Mortgage costs have been rising sharply over the past week, ahead of an expected increase in interest rates from the Bank of England on Thursday.
According to data provider Moneyfacts, the average cost of a two-year fixed-rate deal rose from 5.98 per cent on Friday to 6.01 per cent on Monday. The cost of a five-year deal has risen from 5.62 per cent to 5.67 per cent.
In an indication that mortgage rates could have even further to rise, two-year gilt yields rose 0.19 percentage points on Monday as they reached 5.04 per cent, their highest level since 2008.
Such increases pose a mounting challenge to Sunak’s government, which is already confronting a cost of living crisis and is lagging behind in the polls. But on Monday the prime minister declined to offer any new support to people struggling with mortgage payments.
“I know the anxiety people will have about the mortgage rates, that is why the first priority I set out at the beginning of the year was to halve inflation because that is the best and most important way that we can keep costs and interest rates down for people,” he told ITV’s Good Morning Britain.
Jeremy Hunt, chancellor, has also ruled out direct fiscal support for mortgage holders, warning it would push up borrowing, forcing inflation and interest rates higher.
To date, Sunak’s pledge to halve inflation from double-digit rates at the end of last year has been confounded by continued price rises, with inflation at 8.7 per cent for April. The BoE has acknowledged its economic model has failed to predict inflation’s persistence.
Economists polled by Reuters expect UK core inflation — which strips out volatile food and energy prices — to stay elevated at an annual rate of 6.8 per cent in May.
In recent weeks, swaps markets have revised estimates markedly upwards for the rate at which they expect BoE benchmark interest rates to peak. They now expect a peak of 5.82 per cent early next year. That is about one percentage point higher than had been expected when the BoE last met on May 11.
Swap rates feed into lenders’ decisions on mortgages, since they guide their pricing of fixed-rate deals.
Monday marks the first time since the market turmoil of former prime minister Liz Truss’s “mini” Budget in September that the average cost of a two-year mortgage fix has breached 6 per cent.
Mortgage rates fell back from such highs in November but have risen sharply in recent weeks because of concerns about persistent inflation and wage growth.
Simon Gammon, founder and managing partner at mortgage broker Knight Frank Finance, said the trend was “hugely unfortunate”.

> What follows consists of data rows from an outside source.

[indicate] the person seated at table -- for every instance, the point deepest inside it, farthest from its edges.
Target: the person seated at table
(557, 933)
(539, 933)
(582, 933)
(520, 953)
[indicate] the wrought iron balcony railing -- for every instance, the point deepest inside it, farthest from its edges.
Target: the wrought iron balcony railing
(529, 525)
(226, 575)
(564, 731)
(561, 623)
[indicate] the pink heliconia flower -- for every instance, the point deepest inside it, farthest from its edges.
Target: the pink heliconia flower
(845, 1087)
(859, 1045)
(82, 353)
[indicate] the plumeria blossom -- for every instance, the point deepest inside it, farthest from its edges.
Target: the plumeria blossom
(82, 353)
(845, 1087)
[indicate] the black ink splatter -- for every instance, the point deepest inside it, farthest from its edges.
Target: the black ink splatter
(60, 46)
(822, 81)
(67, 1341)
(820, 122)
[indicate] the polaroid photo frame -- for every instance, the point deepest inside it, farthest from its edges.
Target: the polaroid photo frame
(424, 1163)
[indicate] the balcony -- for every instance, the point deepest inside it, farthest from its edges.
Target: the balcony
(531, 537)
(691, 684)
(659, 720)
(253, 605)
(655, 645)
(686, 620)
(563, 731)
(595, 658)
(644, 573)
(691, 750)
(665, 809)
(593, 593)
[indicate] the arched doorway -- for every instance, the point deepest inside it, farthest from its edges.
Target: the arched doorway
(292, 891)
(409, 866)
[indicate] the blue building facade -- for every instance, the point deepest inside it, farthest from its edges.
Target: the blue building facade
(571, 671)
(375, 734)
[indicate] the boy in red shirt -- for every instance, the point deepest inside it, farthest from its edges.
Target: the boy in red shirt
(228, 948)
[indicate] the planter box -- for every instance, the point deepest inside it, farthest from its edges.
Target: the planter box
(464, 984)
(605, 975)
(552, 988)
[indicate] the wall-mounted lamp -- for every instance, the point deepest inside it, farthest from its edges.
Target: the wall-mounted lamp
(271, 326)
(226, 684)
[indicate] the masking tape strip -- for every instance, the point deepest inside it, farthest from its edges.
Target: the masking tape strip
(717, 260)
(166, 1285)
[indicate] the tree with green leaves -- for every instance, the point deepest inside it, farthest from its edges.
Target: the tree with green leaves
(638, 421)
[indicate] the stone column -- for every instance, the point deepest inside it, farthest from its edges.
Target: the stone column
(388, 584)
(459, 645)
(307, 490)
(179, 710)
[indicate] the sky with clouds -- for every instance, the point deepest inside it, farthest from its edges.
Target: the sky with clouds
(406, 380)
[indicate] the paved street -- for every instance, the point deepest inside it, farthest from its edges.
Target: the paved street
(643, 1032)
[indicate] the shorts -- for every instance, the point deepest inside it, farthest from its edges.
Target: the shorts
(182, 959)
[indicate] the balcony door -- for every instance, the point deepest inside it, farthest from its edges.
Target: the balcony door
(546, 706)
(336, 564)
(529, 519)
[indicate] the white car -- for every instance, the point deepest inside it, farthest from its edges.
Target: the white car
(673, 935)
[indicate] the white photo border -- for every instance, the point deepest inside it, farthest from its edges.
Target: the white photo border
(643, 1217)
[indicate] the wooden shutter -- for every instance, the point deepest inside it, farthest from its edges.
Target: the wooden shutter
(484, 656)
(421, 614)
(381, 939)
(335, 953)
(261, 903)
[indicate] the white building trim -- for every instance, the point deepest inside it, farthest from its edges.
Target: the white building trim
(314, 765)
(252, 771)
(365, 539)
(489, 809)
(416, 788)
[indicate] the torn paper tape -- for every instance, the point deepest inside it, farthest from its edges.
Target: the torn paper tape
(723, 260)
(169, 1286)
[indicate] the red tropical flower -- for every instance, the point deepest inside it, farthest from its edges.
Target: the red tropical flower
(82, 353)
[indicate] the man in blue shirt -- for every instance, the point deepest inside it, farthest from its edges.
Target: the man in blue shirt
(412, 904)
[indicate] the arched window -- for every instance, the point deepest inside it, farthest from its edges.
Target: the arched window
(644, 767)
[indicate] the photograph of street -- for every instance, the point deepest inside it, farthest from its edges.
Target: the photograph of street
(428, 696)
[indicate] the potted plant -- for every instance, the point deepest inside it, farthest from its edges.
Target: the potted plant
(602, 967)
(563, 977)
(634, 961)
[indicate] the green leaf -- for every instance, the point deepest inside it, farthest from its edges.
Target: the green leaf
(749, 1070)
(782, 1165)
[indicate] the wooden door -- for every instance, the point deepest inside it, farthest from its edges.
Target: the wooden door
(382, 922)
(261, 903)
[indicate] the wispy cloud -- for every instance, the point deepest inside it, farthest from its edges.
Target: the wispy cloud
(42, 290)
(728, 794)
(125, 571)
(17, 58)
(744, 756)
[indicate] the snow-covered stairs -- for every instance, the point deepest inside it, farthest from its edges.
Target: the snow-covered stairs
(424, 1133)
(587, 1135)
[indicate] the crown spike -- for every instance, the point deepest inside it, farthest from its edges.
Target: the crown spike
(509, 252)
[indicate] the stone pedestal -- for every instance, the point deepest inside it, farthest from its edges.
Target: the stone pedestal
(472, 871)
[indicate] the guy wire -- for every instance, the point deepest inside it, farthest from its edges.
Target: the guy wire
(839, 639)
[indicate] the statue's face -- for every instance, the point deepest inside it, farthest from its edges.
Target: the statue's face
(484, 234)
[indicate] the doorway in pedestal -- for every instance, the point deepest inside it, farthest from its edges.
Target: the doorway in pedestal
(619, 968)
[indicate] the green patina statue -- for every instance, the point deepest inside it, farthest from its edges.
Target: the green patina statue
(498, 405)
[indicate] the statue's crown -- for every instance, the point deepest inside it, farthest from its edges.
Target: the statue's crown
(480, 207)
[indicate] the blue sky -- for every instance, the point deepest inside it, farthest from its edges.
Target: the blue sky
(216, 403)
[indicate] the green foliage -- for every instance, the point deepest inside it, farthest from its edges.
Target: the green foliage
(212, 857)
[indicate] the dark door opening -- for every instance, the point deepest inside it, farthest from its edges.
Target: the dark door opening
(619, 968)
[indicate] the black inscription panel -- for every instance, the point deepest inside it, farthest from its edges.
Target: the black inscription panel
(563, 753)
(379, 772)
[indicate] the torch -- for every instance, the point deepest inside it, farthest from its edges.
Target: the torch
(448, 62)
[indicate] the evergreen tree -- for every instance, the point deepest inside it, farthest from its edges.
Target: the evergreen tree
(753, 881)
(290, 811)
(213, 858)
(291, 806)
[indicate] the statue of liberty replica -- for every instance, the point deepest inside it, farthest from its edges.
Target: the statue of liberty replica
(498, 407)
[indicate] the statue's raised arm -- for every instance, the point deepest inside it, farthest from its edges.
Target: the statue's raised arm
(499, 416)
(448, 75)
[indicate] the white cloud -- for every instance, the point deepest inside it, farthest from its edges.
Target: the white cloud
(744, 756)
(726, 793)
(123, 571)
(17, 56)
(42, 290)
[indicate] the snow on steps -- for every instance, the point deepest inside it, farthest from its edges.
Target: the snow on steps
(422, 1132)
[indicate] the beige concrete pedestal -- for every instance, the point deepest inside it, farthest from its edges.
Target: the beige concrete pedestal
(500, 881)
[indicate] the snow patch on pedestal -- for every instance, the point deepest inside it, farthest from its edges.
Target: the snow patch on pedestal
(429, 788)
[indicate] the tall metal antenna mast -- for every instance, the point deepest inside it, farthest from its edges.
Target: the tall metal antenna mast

He added: “Rates at this level are going to come as a shock to the 1.4mn or so households that face remortgaging this year.”
The number of residential mortgage deals available is also falling. There were 4,683 products available on Monday, down from 4,923 on Friday.
TSB announced on Monday it was withdrawing its fixed-rate residential deals with a product fee attached, adding it would reinstate them with new rates on Wednesday. Product transfers for existing borrowers would remain in place.
Building societies, banks and specialist lenders withdrawing mortgage deals at the weekend or raising rates included the Co-operative Bank, Kensington Mortgages and the Nottingham, Progressive, Principality and Leeds building societies.
Santander, NatWest, Nationwide and HSBC took similar moves last week.
Rates on buy-to-let mortgages rose even faster than those on residential deals, with the average two-year fixed rate jumping from 6.21 per cent on Friday to 6.3 per cent on Monday, Moneyfacts said.
Landlords with mortgages are more sensitive to rate rises since they generally favour interest-only loans. This means their monthly payments rise more sharply when interest rates increase.
Despite the rise in interest rate expectations, sterling fell 0.1 per cent against the dollar to $1.2803.